2. Non-Rectangular Reward Robustness and Frequency Regularization

In robust MDPs with a fixed transition kernel and reward uncertainty set $R_p = \{ r: \|r - r_0\|_p \leq \alpha \}$ , the worst-case robust return for a stationary policy $\pi$ is

$V^{R_p}(\pi) = \min_{r \in R_p} \sum_{s,a} d_\pi(s,a) r(s,a),$

where $d_\pi$ denotes the discounted occupancy measure under $\pi$ . By writing $r = r_0+\Delta$ , this becomes

$V^{R_p}(\pi) = \sum_{s,a} d_\pi(s,a) r_0(s,a) - \alpha \|d_\pi\|_q,$

with $q$ the Hölder dual of $p$ . Thus, the robust optimization is exactly equivalent to maximizing the nominal return subject to a penalty on the $q$ -norm of the occupancy measure:

$\max_\pi \big[ \langle d_\pi, r_0 \rangle - \alpha \|d_\pi\|_q \big].$

This frequency-regularizer constrains not individual state rewards but the overall frequency with which state-action pairs are visited, providing a global coupled regularization that directly reflects the adversarial structure of the non-rectangular uncertainty set (Gadot et al., 2023). This “frequency-aware” penalty is absent from models employing s-rectangular uncertainty, in which regularization is localized and leads to overly conservative policies.
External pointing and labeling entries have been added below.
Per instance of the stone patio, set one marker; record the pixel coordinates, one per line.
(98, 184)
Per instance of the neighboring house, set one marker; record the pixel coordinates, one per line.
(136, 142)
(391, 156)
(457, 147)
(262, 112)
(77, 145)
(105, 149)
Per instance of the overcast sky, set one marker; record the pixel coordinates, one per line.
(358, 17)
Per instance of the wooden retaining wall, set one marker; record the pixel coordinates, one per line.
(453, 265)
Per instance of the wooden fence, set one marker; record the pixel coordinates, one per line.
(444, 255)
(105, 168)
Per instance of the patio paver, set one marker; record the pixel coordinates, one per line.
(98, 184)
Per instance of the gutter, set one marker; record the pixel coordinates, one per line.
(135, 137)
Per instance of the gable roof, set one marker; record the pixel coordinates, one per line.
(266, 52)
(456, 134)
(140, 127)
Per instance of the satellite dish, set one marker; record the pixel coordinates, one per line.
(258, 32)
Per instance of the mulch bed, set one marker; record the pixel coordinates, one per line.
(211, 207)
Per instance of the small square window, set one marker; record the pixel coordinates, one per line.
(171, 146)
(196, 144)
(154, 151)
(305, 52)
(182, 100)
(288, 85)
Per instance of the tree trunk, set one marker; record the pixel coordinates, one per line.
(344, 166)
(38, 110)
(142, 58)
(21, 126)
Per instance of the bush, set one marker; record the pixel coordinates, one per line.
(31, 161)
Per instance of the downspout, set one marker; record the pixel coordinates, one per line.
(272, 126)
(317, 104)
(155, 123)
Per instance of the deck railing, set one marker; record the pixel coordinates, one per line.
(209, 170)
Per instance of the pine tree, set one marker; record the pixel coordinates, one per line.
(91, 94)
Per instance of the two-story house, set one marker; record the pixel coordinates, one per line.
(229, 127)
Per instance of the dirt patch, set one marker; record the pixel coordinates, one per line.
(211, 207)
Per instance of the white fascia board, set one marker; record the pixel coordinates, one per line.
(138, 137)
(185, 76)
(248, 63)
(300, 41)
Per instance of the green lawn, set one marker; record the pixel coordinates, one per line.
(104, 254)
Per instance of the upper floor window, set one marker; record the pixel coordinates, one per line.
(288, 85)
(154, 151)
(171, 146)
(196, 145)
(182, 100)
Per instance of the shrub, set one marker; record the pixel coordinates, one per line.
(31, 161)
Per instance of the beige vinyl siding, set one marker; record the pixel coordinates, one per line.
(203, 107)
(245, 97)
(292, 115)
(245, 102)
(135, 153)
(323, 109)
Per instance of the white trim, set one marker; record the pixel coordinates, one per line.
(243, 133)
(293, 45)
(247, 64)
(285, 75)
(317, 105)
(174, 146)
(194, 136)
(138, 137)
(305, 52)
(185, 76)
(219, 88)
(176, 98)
3. Policy Gradient and Implementation under Frequency-Aware Regularization

Defining the regularized objective as

$J(\pi) = \langle d_\pi, r_0 \rangle - \alpha \|d_\pi\|_q,$

the policy gradient is given by

$\nabla_\theta J(\pi_\theta) = \sum_{s,a} d_\pi(s) Q^{\pi}_{worst}(s,a) \nabla_\theta \pi(a|s),$

where $Q^{\pi}_{worst}$ is the standard state-action value function under the most adverse (worst-case) reward function, explicitly

$r^{{\pi}}_{worst}(s,a) = r_0(s,a) - \alpha \left( \frac{d_\pi(s,a)}{\|d_\pi\|_q} \right)^{q-1}.$

Algorithmic implementation involves:

Estimating $d_\pi$ via fixed-point iteration $d \leftarrow \mu + \gamma P^\pi d$ .
Evaluating robust Q-values using TD or multi-step methods under $r^{{\pi}}_{worst}$ .
Updating policy parameters $\theta$ via the likelihood-ratio gradient using $Q^{\pi}_{worst}$ .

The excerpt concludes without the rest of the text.